I discussed this idea with a friend, who mentioned the concept, found in Fritz Perl’s Gestalt psychology, of an “upper personality” and “lower personality,” in which two names may signify two persona within a person. Thus, Israel would symbolize the higher persona, striving for godliness, for the realization of ideals, godliness; while Jacob would signify the ordinary, work-a-day persona, the father of fractious sons who worries about their conflicts and their well-being. But is this in fact the case?

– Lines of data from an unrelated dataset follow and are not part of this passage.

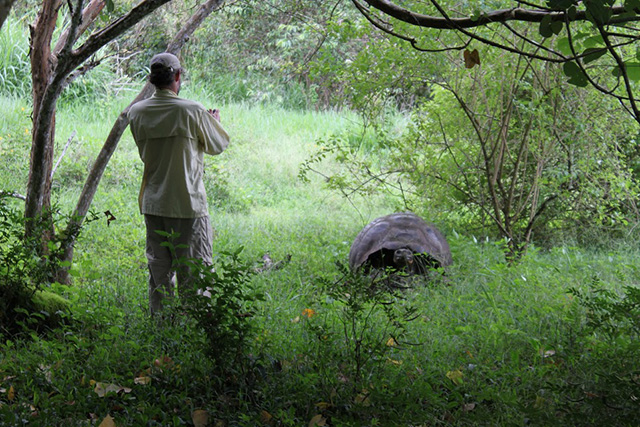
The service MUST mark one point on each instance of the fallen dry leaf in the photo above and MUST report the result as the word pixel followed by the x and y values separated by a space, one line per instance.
pixel 318 420
pixel 200 418
pixel 101 389
pixel 107 422
pixel 265 417
pixel 144 380
pixel 455 376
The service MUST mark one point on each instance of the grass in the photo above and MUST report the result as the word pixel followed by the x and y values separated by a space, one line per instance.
pixel 496 346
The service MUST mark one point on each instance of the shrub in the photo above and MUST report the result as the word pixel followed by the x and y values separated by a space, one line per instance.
pixel 24 274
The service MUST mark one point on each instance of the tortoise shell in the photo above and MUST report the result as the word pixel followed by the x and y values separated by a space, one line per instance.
pixel 389 238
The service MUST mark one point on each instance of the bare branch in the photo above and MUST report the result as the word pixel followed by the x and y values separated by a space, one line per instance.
pixel 497 16
pixel 89 14
pixel 5 8
pixel 13 194
pixel 64 151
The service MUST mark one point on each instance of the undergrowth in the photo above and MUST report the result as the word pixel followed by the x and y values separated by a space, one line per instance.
pixel 551 339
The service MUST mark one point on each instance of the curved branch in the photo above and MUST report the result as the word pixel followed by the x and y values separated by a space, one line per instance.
pixel 497 16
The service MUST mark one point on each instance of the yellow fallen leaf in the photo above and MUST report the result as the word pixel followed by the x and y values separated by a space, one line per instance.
pixel 144 380
pixel 323 405
pixel 363 398
pixel 308 312
pixel 265 417
pixel 318 420
pixel 107 422
pixel 200 418
pixel 101 389
pixel 455 376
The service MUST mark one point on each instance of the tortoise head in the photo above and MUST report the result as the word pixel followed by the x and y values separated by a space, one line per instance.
pixel 403 259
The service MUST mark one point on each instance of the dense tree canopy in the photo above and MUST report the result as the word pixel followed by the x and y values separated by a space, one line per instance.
pixel 593 40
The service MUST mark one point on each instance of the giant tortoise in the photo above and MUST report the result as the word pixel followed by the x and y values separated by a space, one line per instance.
pixel 402 241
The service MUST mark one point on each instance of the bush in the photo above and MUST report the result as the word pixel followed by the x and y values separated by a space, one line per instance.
pixel 24 274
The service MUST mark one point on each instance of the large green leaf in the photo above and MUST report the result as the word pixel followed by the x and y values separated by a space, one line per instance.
pixel 575 74
pixel 593 54
pixel 545 27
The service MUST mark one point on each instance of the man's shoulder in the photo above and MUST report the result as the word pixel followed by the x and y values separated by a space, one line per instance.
pixel 190 104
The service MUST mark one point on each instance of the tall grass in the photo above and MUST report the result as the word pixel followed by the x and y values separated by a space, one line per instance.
pixel 491 345
pixel 15 77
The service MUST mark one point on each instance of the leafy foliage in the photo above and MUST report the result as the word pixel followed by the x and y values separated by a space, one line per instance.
pixel 223 308
pixel 24 275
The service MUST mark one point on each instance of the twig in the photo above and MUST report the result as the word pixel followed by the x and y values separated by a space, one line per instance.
pixel 64 150
pixel 12 194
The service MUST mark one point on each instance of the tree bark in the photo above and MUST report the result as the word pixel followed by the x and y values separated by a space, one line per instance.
pixel 118 128
pixel 49 73
pixel 5 8
pixel 503 15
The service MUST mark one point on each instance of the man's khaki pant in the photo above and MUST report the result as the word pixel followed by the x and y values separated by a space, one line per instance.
pixel 193 239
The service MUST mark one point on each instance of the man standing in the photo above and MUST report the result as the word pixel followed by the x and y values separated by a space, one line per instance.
pixel 172 135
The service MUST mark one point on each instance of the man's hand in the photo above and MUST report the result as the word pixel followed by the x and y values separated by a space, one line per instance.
pixel 215 113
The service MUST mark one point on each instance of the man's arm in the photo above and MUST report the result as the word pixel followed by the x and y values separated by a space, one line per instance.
pixel 212 135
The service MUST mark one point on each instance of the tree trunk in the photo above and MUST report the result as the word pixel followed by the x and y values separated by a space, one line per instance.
pixel 41 161
pixel 49 72
pixel 5 8
pixel 110 144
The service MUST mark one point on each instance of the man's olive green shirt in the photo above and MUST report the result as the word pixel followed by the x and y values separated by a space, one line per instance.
pixel 172 135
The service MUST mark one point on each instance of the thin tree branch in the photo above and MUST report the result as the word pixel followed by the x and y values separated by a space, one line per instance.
pixel 64 151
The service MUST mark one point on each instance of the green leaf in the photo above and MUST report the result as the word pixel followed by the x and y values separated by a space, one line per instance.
pixel 563 45
pixel 575 74
pixel 631 5
pixel 593 41
pixel 633 70
pixel 559 4
pixel 545 27
pixel 593 54
pixel 598 11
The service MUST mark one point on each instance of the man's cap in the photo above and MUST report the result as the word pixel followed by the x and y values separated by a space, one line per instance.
pixel 165 61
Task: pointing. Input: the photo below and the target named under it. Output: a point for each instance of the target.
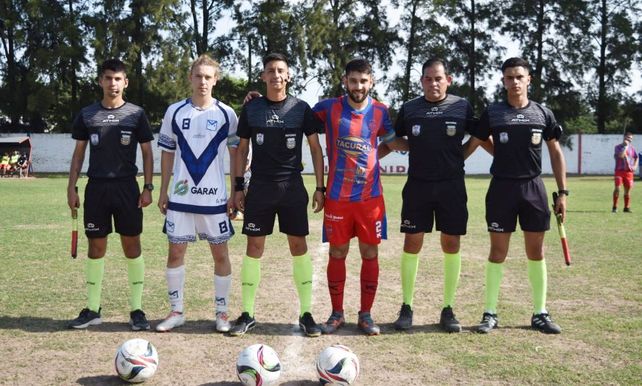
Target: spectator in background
(626, 161)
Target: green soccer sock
(452, 269)
(494, 274)
(94, 271)
(409, 266)
(537, 279)
(250, 279)
(302, 272)
(136, 276)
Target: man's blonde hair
(206, 60)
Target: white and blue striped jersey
(199, 138)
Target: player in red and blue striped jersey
(354, 203)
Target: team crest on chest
(290, 142)
(451, 128)
(536, 137)
(212, 125)
(125, 137)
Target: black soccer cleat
(447, 320)
(309, 326)
(138, 321)
(404, 321)
(86, 318)
(243, 324)
(543, 322)
(489, 322)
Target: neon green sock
(250, 279)
(494, 274)
(302, 272)
(452, 269)
(537, 279)
(94, 271)
(136, 276)
(409, 266)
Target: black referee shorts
(442, 201)
(507, 200)
(105, 199)
(266, 199)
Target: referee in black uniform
(275, 124)
(434, 125)
(114, 129)
(518, 128)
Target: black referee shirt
(517, 138)
(435, 132)
(113, 135)
(276, 130)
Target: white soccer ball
(337, 365)
(136, 360)
(258, 365)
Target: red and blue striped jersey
(351, 147)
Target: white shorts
(182, 227)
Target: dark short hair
(516, 62)
(359, 65)
(275, 56)
(115, 65)
(432, 61)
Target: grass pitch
(597, 301)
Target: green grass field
(597, 301)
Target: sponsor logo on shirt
(212, 125)
(353, 146)
(451, 128)
(204, 191)
(111, 118)
(181, 187)
(520, 118)
(434, 111)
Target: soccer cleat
(243, 324)
(335, 321)
(542, 322)
(489, 321)
(86, 318)
(309, 326)
(138, 321)
(404, 322)
(173, 320)
(366, 324)
(448, 322)
(222, 322)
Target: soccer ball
(337, 365)
(136, 360)
(258, 365)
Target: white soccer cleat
(222, 322)
(174, 319)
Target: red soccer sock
(369, 282)
(336, 281)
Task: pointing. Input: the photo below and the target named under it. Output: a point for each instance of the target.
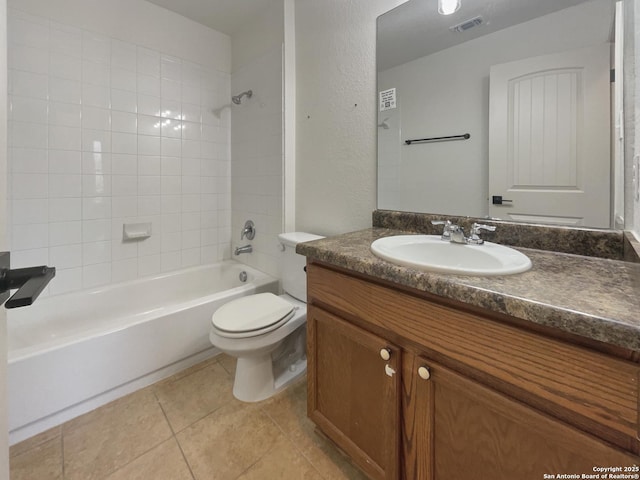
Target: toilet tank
(294, 278)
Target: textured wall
(256, 138)
(336, 114)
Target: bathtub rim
(120, 323)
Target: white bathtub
(70, 353)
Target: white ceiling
(415, 29)
(225, 16)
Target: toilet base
(257, 379)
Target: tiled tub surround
(104, 132)
(594, 298)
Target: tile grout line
(295, 446)
(174, 436)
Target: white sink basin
(430, 252)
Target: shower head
(237, 99)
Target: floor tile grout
(175, 436)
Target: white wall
(257, 174)
(447, 93)
(632, 115)
(91, 150)
(336, 113)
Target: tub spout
(243, 249)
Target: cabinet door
(353, 388)
(455, 427)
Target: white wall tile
(64, 114)
(149, 85)
(124, 207)
(27, 185)
(65, 209)
(96, 73)
(149, 185)
(149, 265)
(96, 47)
(96, 185)
(149, 104)
(64, 90)
(148, 145)
(65, 39)
(88, 151)
(29, 211)
(28, 160)
(27, 109)
(124, 122)
(148, 62)
(149, 125)
(94, 118)
(65, 233)
(124, 164)
(148, 164)
(66, 66)
(63, 186)
(28, 59)
(96, 252)
(123, 55)
(96, 275)
(29, 258)
(96, 96)
(26, 237)
(124, 185)
(96, 208)
(29, 135)
(149, 205)
(66, 280)
(64, 138)
(66, 256)
(124, 143)
(123, 270)
(96, 230)
(124, 101)
(96, 163)
(29, 84)
(122, 79)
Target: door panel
(476, 429)
(353, 394)
(549, 140)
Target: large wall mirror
(505, 109)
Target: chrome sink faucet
(455, 233)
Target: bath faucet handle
(446, 232)
(248, 231)
(476, 228)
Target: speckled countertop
(592, 297)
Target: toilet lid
(251, 313)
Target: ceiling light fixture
(447, 7)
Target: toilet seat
(252, 315)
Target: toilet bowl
(267, 332)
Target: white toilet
(267, 332)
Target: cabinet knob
(424, 373)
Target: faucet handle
(248, 231)
(446, 232)
(476, 228)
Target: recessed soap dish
(136, 231)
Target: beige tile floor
(188, 426)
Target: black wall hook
(29, 281)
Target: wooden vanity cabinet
(354, 391)
(473, 396)
(466, 427)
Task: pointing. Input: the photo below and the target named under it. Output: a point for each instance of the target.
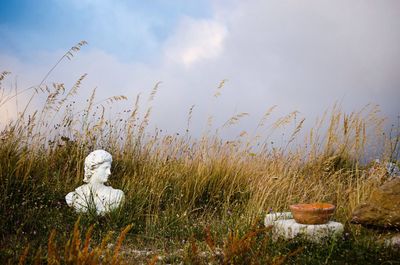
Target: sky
(302, 56)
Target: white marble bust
(95, 195)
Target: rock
(383, 207)
(286, 227)
(289, 229)
(393, 241)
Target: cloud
(301, 57)
(195, 40)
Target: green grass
(187, 200)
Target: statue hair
(93, 160)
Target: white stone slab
(286, 227)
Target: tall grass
(175, 185)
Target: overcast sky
(300, 55)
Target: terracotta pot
(312, 213)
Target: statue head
(97, 166)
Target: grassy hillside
(187, 200)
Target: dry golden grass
(171, 180)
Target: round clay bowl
(312, 213)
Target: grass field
(188, 200)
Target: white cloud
(299, 56)
(195, 40)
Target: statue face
(101, 173)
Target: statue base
(287, 228)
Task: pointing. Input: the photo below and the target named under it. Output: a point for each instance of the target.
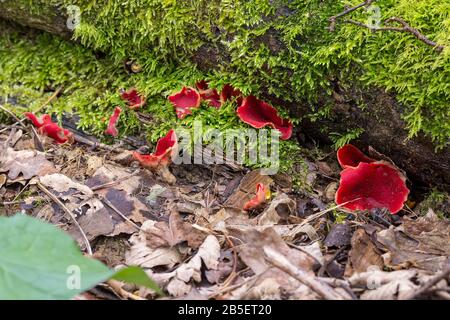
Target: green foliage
(137, 276)
(36, 261)
(438, 201)
(39, 261)
(340, 140)
(280, 47)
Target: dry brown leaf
(246, 189)
(169, 234)
(61, 184)
(29, 163)
(253, 246)
(281, 207)
(423, 243)
(142, 255)
(208, 254)
(381, 285)
(364, 254)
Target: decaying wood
(381, 120)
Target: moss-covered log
(388, 89)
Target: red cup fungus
(111, 129)
(185, 100)
(133, 98)
(262, 195)
(259, 114)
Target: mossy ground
(161, 36)
(270, 44)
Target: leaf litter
(195, 241)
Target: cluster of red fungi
(365, 182)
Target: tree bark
(381, 120)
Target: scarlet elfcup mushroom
(259, 114)
(38, 122)
(133, 98)
(48, 128)
(229, 92)
(372, 185)
(57, 133)
(350, 156)
(185, 100)
(159, 161)
(111, 129)
(262, 195)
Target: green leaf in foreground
(39, 261)
(138, 277)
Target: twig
(115, 182)
(109, 204)
(233, 273)
(66, 210)
(117, 287)
(281, 262)
(427, 286)
(20, 121)
(13, 116)
(347, 11)
(341, 284)
(324, 267)
(405, 28)
(252, 279)
(96, 145)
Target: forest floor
(193, 238)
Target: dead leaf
(339, 235)
(169, 234)
(423, 243)
(61, 184)
(381, 285)
(280, 208)
(254, 242)
(142, 255)
(2, 179)
(363, 255)
(29, 163)
(246, 189)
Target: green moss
(269, 44)
(438, 201)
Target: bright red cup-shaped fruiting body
(133, 99)
(372, 185)
(112, 129)
(50, 129)
(350, 156)
(38, 121)
(259, 114)
(58, 134)
(262, 195)
(229, 92)
(165, 149)
(185, 100)
(209, 95)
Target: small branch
(347, 11)
(116, 286)
(20, 121)
(281, 262)
(66, 210)
(115, 182)
(109, 204)
(427, 286)
(405, 27)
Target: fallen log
(381, 120)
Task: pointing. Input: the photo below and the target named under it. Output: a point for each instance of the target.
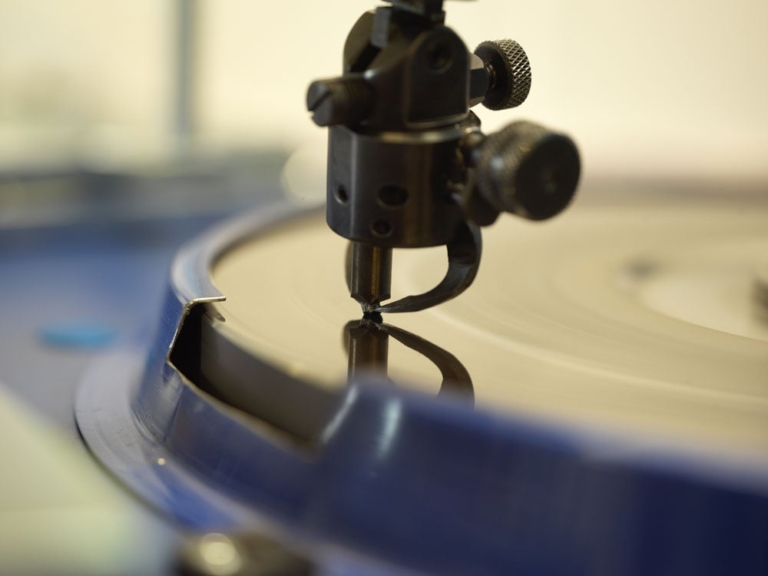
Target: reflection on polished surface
(367, 344)
(556, 325)
(291, 403)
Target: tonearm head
(408, 165)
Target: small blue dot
(77, 335)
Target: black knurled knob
(509, 73)
(528, 170)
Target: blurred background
(673, 87)
(127, 127)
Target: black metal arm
(408, 165)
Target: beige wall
(671, 87)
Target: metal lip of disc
(399, 476)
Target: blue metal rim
(431, 485)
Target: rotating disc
(640, 319)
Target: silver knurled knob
(509, 73)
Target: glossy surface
(539, 483)
(568, 321)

It is interesting to read closely the last four and a half sections of Bereshit, following the name change, to trace the underlying patterns in the use of the names Yaakov and Yisrael. (Albeit, interestingly, in many passages, since the focus of the story is really about the sons, he is not referred to by name at all, but using the relational noun: “my father / our father / his father”—אביו, אבינו, אבי) What I have found, in an admittedly quick and superficial survey, is that the name Yisrael is used most consistently in connection with Yosef, in particular—as if to say, the higher hopes associated with the more spiritual {?} name are somehow associated with his hopes, fears, aspirations fir his penultimate son. But I have no simple answer to the question of the whys and wherefore of this usage.

Mickey Rosen: Correction

Two small comments in wake of my eulogy for Mickey Rosen (“A Man of Prayer”; HY X: Vayishlah). Ofra Kaplan pointed out that my statement that “Mickey believed in principle in pluralism and tolerance” was incorrect. He was deeply tolerant, and interested in a vast variety of subjects and open to friendship with many kinds of people, but he did not believe in pluralism—certainly not in the sense in which this word is used today, where it is associated with a kind of post-modern, relativistic approach, in which there are no absolute truths and in which all religious beliefs and identities are equated as essentially the same. (like in the Beatles’ song “Imagine”). I agree that this not at all how Mickey thought. Indeed, this is an important point, that helps to explain certain things about him, esp. re some of his halakhic positions, which not everyone understood.

This takes me to the second point. One reader write an angry letter complaining that, in the paragraph on Mickey’s approach to religious feminism, I was insulting Shira Hadasha and those minyanim which have adopted a more egalitarian approach based on a more liberal interpretation of the halakha than hitherto accepted or propounded within Orthodoxy. If I created such an impression, I apologize; but, as I wrote to my interlocutor, nothing could have been further from my mind. This paper was celebrating Mickey’s life, and that was all.